RESEARCH OBJECTIVE: To present a fundamental problem in European culture and civilization. It is a matter of answering the question regarding the relationship between the polis and the world of values.
THE RESEARCH PROBLEM AND METHODS: The modern world, or postmodernity, gives the impression of total chaos. It is chaos within the sphere of principles governing human cooperation, within the sphere of values. It is there that two nonidentical and centuriesold traditions of thought collide. The article presents dilemmas stemming from this situation.
THE PROCESS OF ARGUMENTATION: It is necessary to frame the problem within the context of the history of ideas. Socrates laid the foundation for the “spirit” of Europe. His position was expressed in the philosophy of Plato and Aristotle. The world of values exists objectively. At the dawn of modernity, with Descartes’ thought, the starting point for thinking about the principles of collective life is the Self. This position is developed in the thought of Hobbes and Locke – liberal thought. This position is criticized by Rousseau and Kant. Their opposition will also create the premises for thinking in totalitarian categories (Marx).

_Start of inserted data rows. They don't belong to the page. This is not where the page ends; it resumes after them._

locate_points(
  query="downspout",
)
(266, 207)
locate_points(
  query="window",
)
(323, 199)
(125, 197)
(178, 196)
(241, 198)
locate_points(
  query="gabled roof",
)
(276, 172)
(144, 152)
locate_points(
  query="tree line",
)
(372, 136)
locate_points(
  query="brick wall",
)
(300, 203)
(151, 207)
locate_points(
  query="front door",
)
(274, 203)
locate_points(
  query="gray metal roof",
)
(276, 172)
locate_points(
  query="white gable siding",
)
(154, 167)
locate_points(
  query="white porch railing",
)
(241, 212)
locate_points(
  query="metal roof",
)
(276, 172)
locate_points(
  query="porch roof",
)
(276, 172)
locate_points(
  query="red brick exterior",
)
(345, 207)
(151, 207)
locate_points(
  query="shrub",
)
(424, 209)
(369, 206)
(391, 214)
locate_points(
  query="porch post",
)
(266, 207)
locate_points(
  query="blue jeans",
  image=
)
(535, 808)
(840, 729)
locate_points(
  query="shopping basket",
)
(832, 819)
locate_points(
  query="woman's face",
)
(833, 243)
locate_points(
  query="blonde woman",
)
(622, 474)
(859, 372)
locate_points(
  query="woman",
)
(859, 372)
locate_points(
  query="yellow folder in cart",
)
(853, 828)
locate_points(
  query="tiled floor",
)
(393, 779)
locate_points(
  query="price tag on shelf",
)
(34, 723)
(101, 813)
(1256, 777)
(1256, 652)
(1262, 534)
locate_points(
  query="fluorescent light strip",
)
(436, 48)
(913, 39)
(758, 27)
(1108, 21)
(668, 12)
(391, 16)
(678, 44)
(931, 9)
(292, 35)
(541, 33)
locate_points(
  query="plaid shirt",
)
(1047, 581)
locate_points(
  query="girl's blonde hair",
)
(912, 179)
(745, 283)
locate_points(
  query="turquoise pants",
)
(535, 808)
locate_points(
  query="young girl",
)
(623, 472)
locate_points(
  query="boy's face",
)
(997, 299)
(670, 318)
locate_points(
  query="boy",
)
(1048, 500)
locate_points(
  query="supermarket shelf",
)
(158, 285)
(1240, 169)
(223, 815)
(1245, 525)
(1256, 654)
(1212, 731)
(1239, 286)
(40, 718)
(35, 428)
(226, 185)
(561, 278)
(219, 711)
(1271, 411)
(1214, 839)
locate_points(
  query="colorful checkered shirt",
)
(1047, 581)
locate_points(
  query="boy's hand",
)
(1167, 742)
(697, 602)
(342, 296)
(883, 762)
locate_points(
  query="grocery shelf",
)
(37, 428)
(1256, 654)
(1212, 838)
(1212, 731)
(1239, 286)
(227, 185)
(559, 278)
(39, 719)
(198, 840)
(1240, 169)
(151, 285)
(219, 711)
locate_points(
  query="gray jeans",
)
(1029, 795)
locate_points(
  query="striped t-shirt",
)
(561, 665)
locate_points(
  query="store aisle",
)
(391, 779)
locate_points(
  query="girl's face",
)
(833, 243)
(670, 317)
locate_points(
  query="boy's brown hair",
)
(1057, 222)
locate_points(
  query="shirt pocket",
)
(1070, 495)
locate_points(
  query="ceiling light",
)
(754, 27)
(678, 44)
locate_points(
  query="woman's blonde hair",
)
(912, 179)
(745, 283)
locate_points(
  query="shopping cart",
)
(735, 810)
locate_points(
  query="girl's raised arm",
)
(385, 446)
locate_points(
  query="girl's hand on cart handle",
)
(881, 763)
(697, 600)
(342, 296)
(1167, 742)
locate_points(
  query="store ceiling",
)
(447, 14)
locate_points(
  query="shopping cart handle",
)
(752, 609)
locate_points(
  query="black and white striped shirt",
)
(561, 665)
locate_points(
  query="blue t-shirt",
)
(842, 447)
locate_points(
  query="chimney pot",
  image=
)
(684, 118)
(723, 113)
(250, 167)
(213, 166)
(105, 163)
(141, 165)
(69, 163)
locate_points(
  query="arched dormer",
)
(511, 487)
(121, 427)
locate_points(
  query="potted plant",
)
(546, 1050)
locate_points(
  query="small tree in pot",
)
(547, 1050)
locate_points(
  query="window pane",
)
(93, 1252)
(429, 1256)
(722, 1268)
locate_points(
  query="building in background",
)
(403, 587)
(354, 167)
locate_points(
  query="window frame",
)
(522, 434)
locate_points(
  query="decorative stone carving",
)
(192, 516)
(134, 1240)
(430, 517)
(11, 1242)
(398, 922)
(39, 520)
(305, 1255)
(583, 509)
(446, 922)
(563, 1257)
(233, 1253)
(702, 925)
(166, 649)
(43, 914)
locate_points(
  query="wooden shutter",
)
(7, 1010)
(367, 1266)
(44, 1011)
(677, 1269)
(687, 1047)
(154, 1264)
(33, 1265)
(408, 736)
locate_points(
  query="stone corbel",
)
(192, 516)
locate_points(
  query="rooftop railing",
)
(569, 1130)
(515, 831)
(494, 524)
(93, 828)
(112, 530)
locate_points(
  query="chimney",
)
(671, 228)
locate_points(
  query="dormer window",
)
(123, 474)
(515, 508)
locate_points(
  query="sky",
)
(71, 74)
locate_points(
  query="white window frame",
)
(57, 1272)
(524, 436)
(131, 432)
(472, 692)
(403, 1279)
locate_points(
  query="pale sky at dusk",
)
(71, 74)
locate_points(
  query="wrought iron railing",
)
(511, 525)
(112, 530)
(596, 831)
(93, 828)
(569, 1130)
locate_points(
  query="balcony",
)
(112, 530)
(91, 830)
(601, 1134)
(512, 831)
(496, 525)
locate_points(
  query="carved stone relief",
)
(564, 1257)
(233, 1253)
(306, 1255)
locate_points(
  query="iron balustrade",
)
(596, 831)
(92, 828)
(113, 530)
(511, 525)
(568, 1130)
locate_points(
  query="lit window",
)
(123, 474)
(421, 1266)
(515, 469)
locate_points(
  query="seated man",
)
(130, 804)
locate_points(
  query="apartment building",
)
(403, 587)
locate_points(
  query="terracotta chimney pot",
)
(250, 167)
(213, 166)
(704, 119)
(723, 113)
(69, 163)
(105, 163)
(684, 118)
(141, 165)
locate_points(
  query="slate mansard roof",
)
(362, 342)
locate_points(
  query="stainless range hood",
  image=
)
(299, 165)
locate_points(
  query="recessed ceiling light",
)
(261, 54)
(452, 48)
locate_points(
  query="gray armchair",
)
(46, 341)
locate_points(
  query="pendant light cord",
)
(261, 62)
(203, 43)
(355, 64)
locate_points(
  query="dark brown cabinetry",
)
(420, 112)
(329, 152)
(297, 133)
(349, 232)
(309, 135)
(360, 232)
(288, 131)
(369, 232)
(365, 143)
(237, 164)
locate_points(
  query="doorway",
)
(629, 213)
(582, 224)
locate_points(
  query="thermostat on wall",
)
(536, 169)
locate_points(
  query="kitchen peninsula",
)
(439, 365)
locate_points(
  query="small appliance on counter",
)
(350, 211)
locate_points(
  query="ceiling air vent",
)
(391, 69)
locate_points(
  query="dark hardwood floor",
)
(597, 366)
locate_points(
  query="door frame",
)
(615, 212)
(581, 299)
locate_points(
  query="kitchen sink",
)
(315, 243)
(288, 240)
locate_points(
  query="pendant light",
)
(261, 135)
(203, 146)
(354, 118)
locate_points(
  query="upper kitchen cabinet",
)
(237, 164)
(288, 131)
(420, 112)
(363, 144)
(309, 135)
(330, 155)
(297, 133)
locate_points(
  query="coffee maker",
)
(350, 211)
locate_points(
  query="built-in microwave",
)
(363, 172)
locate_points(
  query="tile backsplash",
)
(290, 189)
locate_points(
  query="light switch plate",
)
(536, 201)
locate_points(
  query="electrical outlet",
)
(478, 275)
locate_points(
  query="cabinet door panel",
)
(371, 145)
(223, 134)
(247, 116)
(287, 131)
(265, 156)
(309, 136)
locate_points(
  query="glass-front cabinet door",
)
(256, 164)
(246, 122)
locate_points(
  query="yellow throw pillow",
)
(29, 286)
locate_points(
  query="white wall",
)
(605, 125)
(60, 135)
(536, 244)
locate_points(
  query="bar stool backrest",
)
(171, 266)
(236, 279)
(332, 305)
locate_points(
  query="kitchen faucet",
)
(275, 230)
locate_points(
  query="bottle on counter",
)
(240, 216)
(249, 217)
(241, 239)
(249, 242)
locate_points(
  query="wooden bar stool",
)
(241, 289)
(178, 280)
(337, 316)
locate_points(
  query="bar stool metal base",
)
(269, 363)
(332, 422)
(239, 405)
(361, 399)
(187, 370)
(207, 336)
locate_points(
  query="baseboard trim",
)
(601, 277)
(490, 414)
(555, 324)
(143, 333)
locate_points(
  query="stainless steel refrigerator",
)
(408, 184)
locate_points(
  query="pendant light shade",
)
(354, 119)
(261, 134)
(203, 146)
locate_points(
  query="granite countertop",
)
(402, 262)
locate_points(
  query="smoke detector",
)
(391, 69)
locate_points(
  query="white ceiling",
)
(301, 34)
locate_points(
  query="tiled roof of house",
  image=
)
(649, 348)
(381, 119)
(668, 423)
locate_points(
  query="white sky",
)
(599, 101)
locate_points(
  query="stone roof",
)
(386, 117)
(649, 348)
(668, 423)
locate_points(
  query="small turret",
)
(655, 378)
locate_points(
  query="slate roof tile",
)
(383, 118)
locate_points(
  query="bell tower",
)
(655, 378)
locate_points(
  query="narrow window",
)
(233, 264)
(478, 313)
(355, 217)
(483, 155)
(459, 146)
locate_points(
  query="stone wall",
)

RESEARCH RESULTS: Modern reflection on the world of values within the sphere of the polis is a return to Locke’s thought; a commonsense apology of liberalism.
CONCLUSIONS, INNOVATIONS, AND RECOMMENDATIONS: The position presented in this article indicates that in discussions on modern culture’s axiological chaos, it is necessary to frame the problem against the back‑ drop of a broadly-understood spectrum of ideas. The goal is to create awareness that though this “breakthrough” of modernity and “spirit” of Enlightenment played an essential role in scientific progress, their initialization of thought in the categories of the autonomous and sovereign individual simultaneously created premises leading to the individual being left alone; becoming stuck in a world of nothingness.